Cleveland also created the position of UH-Manoa chancellor, separating leadership of Manoa and the UH system, which also includes the community colleges.
Jim Dator, a UH professor who kept in touch with Cleveland, said Cleveland liked to tell stories about Gov. John Burns calling him and asking him whether the university could use more state funding.
"He knew times were good, and he felt sympathy for subsequent presidents," Dator said.
But Cleveland never really got along with the Legislature.
"I don't think he was ever very popular because he was not in any way a local guy, and he didn't understand the local culture very well," Dator said.
Toward the end of Cleveland's term, the costs of a growing student body of baby boomers, new construction and state budget restrictions led to cuts, according to the book "Malamalama," a history of the university. A newly unionized faculty complained about a lack of consultation and the growth in the number of administrators.
"It was a period of rising expectations on the university's public face and the public's expectations on the one hand and declining revenues on the other hand," Ho said.
Cleveland resigned in 1974 but retained the title of president emeritus.
After leaving the university, Cleveland went on to become founding dean of the Hubert H. Humphrey Institute of Public Affairs at the University of Minnesota in the 1980s and retired as a professor. He continued to be active, writing hundreds of articles and several books, mostly on leadership.
In 1991 he was elected president of the World Academy of Art and Science, an international academic organization. He was also awarded the Presidential Medal of Freedom, America's highest civilian honor for meritorious service.

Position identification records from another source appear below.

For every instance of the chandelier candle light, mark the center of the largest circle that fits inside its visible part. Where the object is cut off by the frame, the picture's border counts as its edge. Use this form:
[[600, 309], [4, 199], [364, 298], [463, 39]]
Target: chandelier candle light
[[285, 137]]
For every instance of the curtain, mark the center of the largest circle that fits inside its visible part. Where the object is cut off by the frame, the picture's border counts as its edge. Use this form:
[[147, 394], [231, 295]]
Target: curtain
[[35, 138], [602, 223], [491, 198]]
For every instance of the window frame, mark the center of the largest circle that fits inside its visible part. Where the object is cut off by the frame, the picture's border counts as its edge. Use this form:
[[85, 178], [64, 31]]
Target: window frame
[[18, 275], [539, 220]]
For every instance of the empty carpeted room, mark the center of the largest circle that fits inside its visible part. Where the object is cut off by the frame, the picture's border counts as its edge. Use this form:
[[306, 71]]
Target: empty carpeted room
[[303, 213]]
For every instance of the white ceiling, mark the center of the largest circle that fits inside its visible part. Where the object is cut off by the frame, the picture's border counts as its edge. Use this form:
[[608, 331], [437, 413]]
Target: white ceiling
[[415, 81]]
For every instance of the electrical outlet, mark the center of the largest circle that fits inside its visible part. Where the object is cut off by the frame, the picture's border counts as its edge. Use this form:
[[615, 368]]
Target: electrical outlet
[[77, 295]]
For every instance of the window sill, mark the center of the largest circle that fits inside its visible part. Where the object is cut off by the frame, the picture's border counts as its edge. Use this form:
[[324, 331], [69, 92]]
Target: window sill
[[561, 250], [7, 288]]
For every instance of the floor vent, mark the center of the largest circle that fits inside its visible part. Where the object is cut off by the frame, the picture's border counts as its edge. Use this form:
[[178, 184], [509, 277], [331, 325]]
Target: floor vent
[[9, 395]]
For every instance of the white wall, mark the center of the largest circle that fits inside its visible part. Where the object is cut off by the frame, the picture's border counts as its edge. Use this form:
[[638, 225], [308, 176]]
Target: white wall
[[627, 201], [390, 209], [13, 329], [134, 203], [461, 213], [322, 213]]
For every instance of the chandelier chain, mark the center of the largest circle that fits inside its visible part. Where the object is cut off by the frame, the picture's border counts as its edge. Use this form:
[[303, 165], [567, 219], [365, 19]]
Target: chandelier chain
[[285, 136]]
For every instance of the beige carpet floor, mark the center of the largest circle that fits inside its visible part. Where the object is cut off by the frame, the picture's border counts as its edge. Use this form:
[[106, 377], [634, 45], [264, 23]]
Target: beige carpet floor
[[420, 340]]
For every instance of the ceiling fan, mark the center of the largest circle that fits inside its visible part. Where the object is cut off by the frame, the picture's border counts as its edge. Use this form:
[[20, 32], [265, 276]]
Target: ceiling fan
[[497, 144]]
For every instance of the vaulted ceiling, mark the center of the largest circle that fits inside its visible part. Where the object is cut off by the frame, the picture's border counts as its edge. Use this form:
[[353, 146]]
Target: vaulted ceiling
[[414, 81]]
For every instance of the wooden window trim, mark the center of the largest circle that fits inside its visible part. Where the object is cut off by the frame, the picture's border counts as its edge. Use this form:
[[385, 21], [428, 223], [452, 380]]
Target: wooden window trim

Cleveland bought a house on the Big Island and returned often to Hawaii. "He loved Hawaii," Dator said.
"Harlan Cleveland was a visionary, and we all mourn his passing even as we are grateful for all that he accomplished," said UH President David McClain.
Cleveland is survived by his wife of 66 years, Lois, of Sterling, Va.; three children, Zoe, Melantha and Alan, all of Palmyra, Va.; and a grandson.